Measured on Windows 11 against `epistasis==0.7.5` + `gpmap==0.7.0`. Full biallelic
space (`AT` alphabet), `timeit` best-of-5. See [`benchmarks/vs_v1.py`](benchmarks/vs_v1.py)
for reproducible scripts and setup instructions.

> **Note on v1 times:** the Cython extension in `epistasis 0.7.5` requires MSVC to compile
> and produced no pre-built Windows wheel; times below use the pure-Python fallback, which
> is slower than actual v1+Cython. Even so, the FWHT fast path in v2 is orders of magnitude
> faster at full order.

### fit() order=1 (sklearn lstsq path in both versions)

| L | genotypes | v1 (ms) | v2 (ms) | speedup |
|---|-----------|---------|---------|---------|
| 8 | 256 | 12.98 | 1.81 | 7x |
| 10 | 1,024 | 44.07 | 2.02 | 22x |
| 12 | 4,096 | 183.13 | 2.61 | 70x |
| 14 | 16,384 | 807.37 | 5.08 | 159x |
| 16 | 65,536 | 3,771.14 | 19.35 | 195x |

### fit() full order (v1: dense lstsq, v2: FWHT O(N log N))

| L | genotypes | v1 (ms) | v2 (ms) | speedup |
|---|-----------|---------|---------|---------|
| 8 | 256 | 195.16 | 1.75 | 111x |
| 10 | 1,024 | 3,004.81 | 3.10 | 969x |
| 12 | 4,096 | 59,344.00 | 8.97 | >6,000x |
| 14 | 16,384 | (hours) | 35.50 | |
| 16 | 65,536 | (hours) | 154.15 | |

### Rust kernel vs NumPy reference (internal; release build, 16 threads; see `benches/`)

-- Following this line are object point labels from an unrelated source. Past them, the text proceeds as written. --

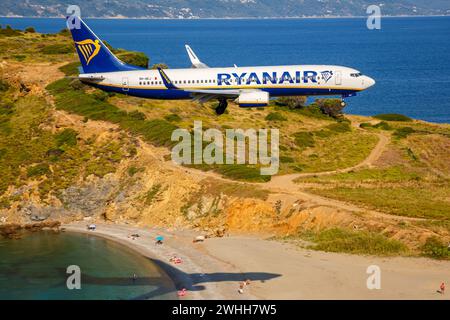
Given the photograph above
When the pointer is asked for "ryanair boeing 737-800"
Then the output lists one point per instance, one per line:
(247, 86)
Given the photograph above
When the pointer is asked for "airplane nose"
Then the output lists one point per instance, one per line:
(369, 82)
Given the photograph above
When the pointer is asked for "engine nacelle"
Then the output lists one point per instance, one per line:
(253, 99)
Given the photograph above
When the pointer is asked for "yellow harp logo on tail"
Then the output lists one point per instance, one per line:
(88, 48)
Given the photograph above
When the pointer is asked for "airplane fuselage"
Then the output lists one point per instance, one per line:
(306, 80)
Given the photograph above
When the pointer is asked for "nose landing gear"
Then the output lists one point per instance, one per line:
(222, 106)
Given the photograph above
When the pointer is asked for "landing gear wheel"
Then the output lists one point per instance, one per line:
(221, 107)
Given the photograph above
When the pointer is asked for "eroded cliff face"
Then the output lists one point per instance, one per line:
(76, 169)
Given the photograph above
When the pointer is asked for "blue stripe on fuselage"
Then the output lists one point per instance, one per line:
(170, 94)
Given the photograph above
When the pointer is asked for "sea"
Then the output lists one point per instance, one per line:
(39, 266)
(409, 57)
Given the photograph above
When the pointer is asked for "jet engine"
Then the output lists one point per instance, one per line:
(253, 99)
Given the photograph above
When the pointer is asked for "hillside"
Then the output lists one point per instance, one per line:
(221, 8)
(72, 153)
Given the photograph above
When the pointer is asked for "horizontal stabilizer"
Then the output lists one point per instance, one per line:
(196, 63)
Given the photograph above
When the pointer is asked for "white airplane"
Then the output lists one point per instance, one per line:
(247, 86)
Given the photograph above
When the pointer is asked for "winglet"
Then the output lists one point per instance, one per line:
(196, 63)
(167, 82)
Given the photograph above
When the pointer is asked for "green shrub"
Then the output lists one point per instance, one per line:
(392, 117)
(292, 102)
(100, 95)
(330, 107)
(242, 172)
(133, 170)
(284, 159)
(9, 32)
(57, 49)
(383, 125)
(435, 248)
(173, 117)
(365, 125)
(19, 57)
(66, 137)
(403, 132)
(134, 58)
(137, 115)
(152, 193)
(4, 86)
(38, 170)
(339, 127)
(304, 139)
(70, 69)
(275, 116)
(356, 242)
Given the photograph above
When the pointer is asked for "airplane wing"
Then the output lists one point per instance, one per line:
(202, 95)
(196, 63)
(90, 77)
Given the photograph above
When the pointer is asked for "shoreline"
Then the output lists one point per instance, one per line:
(233, 18)
(277, 270)
(186, 275)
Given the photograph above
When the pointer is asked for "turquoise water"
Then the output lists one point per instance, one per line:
(409, 57)
(34, 267)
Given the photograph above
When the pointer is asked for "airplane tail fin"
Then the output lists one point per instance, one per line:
(167, 82)
(95, 57)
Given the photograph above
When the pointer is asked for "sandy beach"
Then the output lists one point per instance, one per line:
(214, 268)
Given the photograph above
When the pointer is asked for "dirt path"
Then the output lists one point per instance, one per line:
(287, 181)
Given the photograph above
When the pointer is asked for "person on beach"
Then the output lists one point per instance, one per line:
(182, 292)
(442, 288)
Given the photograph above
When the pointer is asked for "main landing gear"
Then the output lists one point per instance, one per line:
(222, 106)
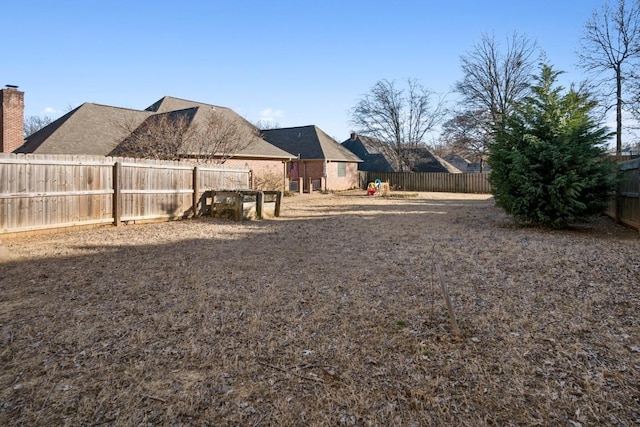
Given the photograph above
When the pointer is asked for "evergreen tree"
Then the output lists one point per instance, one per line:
(548, 159)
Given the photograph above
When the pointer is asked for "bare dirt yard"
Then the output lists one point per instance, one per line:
(332, 314)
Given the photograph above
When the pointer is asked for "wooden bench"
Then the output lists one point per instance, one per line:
(239, 204)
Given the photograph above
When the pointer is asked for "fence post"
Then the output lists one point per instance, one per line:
(259, 204)
(276, 212)
(196, 190)
(117, 193)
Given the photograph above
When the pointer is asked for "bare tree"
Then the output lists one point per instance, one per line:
(494, 80)
(160, 136)
(219, 135)
(209, 135)
(611, 42)
(400, 118)
(32, 124)
(467, 134)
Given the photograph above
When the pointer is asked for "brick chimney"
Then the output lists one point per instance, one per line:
(11, 119)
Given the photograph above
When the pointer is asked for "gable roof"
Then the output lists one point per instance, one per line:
(426, 161)
(91, 129)
(102, 130)
(309, 143)
(380, 157)
(376, 156)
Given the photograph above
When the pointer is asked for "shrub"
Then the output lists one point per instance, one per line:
(548, 159)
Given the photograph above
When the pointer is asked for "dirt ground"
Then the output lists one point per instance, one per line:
(332, 314)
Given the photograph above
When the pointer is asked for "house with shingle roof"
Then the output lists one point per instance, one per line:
(379, 157)
(322, 163)
(94, 129)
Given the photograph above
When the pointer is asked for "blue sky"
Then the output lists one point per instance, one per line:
(294, 62)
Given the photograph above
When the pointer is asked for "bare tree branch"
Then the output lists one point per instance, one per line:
(611, 43)
(400, 118)
(495, 80)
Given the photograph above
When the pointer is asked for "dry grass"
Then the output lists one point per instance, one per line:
(329, 315)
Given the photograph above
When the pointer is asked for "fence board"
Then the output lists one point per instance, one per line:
(52, 191)
(625, 207)
(427, 181)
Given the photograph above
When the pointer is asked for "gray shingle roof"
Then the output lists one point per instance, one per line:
(90, 129)
(94, 129)
(310, 143)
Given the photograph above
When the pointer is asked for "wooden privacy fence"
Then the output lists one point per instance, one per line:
(430, 181)
(39, 192)
(625, 207)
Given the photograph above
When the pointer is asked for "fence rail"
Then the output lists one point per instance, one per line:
(625, 207)
(426, 181)
(39, 192)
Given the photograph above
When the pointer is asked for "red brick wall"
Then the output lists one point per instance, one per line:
(314, 169)
(266, 173)
(11, 119)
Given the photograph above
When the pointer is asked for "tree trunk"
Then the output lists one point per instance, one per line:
(618, 110)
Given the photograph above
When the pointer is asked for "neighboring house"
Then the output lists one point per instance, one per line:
(379, 157)
(94, 129)
(322, 164)
(464, 165)
(376, 156)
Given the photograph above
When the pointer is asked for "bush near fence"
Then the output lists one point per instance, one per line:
(40, 192)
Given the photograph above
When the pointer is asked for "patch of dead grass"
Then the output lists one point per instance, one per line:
(329, 315)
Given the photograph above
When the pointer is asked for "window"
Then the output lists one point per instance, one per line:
(342, 169)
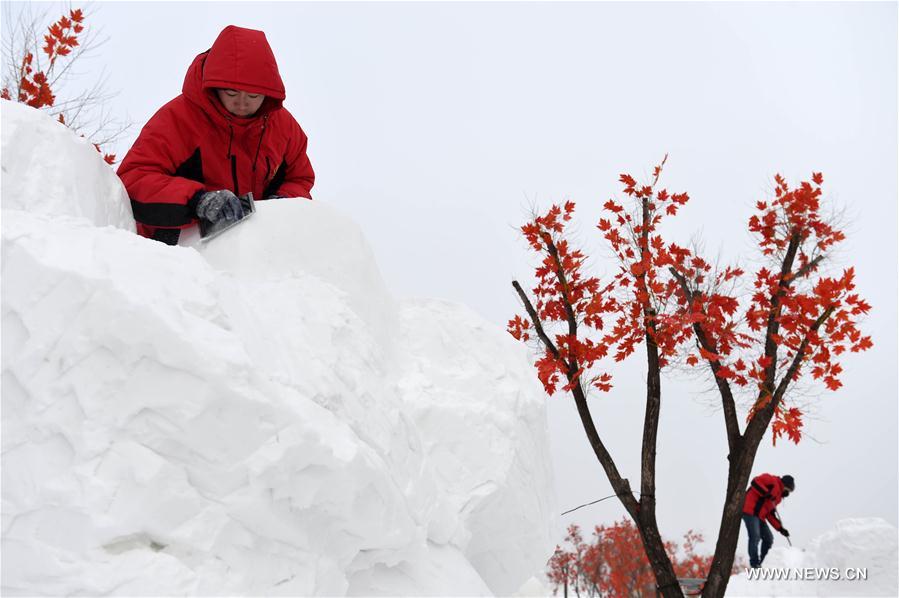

| kernel | input | Rust | NumPy reference | speedup |
|--------|-------|------|-----------------|---------|
| `build_model_matrix` | L=12, order=3 | 1.7 ms | 10.1 ms | ~6x |
| `build_model_matrix` | L=16, order=3 | 50 ms | 283 ms | ~5.7x |
| `encode_vectors` | L=16 (65k genotypes) | 1.06 ms | 3.24 ms | ~3x |
| `EpistasisLinearRegression.fit` | full-order L=10 | 0.78 ms | 292 ms (lstsq) | ~375x |
| `EpistasisLinearRegression.fit` | full-order L=12 | 3.4 ms | 15.4 s (lstsq) | ~4500x |

Pending:

- Sparse design matrix path for Lasso / ElasticNet (memory at L >= 20)
- `power.py` and `spline.py` nonlinear variants
- Remaining classifier implementations if demand surfaces
- ReadTheDocs build

## Contributing

See [CONTRIBUTING.md](CONTRIBUTING.md). Commits follow [Conventional Commits](https://www.conventionalcommits.org/); releases and the changelog are automated by `python-semantic-release`.

## License

Unlicense (public domain). See [UNLICENSE](UNLICENSE).